Dr Brealey outlined a pathway to optimise production, reduce costs and generate significant free cash flow and given his confidence in this upside, decided to join the company as interim chief executive officer shortly after.

The new team moved to acquire Salt Bush’s stake in the field and picked up the remaining interests that it didn’t already own – giving it full control of the producing asset.

The company also recently raised $2.5 million through an entitlement offer.

Wizard Lake oil drilling

With these matters settled, Whitebark is preparing to fund the first stage of its Rex-4 development well that is expected to boost production and cashflow.

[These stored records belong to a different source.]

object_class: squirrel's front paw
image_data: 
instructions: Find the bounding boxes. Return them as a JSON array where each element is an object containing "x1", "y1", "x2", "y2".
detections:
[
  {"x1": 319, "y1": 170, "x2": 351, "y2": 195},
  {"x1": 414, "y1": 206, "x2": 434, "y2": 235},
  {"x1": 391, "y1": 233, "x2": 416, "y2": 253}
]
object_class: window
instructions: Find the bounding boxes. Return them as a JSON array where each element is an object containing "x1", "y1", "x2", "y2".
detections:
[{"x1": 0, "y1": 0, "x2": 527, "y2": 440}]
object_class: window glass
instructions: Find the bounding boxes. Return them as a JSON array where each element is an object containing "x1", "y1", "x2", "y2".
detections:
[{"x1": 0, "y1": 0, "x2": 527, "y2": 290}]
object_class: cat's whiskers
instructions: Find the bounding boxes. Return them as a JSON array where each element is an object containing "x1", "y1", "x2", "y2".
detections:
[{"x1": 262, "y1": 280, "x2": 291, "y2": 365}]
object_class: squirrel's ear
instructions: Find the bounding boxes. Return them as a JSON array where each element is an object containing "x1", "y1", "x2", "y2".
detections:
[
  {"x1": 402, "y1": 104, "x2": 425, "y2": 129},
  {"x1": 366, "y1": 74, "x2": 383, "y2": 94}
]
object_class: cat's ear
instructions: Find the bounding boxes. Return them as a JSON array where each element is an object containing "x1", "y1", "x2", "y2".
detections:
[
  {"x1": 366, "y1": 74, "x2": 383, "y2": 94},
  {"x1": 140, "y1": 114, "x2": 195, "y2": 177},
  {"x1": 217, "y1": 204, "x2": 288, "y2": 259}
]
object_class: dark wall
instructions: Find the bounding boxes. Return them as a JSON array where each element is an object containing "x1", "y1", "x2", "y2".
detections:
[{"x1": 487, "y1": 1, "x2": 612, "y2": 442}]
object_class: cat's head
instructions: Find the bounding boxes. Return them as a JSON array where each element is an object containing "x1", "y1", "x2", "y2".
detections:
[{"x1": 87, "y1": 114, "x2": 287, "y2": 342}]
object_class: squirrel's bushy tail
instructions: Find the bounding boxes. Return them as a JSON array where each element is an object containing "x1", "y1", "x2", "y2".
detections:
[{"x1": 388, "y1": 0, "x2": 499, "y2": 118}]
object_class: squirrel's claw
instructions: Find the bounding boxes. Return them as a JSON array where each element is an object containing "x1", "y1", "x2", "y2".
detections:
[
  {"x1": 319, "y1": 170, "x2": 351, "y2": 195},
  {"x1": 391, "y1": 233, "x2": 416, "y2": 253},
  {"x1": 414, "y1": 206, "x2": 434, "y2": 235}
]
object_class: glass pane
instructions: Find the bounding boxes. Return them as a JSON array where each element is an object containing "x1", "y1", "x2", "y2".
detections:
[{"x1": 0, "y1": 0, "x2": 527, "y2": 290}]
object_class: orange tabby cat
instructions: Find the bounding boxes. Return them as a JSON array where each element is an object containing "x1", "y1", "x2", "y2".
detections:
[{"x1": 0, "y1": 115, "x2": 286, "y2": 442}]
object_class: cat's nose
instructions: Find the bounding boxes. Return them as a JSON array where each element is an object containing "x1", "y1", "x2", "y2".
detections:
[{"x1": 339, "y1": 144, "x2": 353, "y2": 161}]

Rex-4 is the first of two near-term development wells that the company has secured all approvals for and will make full use of its learnings from the first three wells.

It targets the northerly proven undeveloped location parallel to Rex-1 to exploit the more liquids-prone region of the reservoir and is expected to have initial production of about 300 barrels of oil and 1.4 million cubic feet of gas (530 barrels of oil equivalent) per day.

Rex-4 is expected to generate netback operating income of about $4.7m during the first 12 months of operation, assuming a US$85/bbl WTI price and gas price of C$4 per thousand cubic feet, which will fund development of Rex-5 in early 2023.

Adding further interest, these price assumptions look decidedly conservative in light of current elevated prices, which would deliver increased free cash flow.

Whitebark will take a conservative approach towards drilling Rex-4, which will include a 2,400m extended reach horizontal to confirm reservoir quality and oil saturation prior to committing to completion and a 50-stage hydraulic fracture stimulation.

Additional compression capacity has also been installed to accommodate the expected significant increase in production from both Rex-4 and Rex-5.

The “11-17” wellpad can also accommodate a further four wells – Rex-5 through to Rex-8 – meaning that no further infrastructure investment is required.

“WBE is extremely excited about the spud of the Rex-4 development well, and the achievement this represents so rapidly after our successful reinstatement onto the ASX,” Brealey said.

“I am confident in the team’s ability to put into effect lessons learnt from the wellbore management practices of previous wells and apply them not only at Rex-4 but at subsequent wells, as the Wizard Lake asset becomes capable of self-funding two to three new wells per year.

“I believe that the revised production and reserve assumptions adopted in our economic analyses reflect realistic, deliverable outcomes from our development program.”

Analogue highlights potential

To highlight the potential of Whitebark’s Rex-4 well, one need only look at the latest “Leo” wells drilled by Calima Energy (ASX:CE1) at the nearby Sparky Sand play, which is the nearest analogue to the targeted Rex sands at Wizard Lake.

The first three Leo wells produced at initial “clean-up” rates of between 200boe/d and 360boe/d with 90-day production (IP90) rates of 270-460boe/d. Post clean-up these rates are expected to increase.

This compares with Rex-4’s anticipated IP90 rates of 350-530boe/d thanks to Calima employing a development strategy of additional horizontal length, more openings to reservoir and more proppant pumped into each completion, a similar strategy to that used in Rex-3.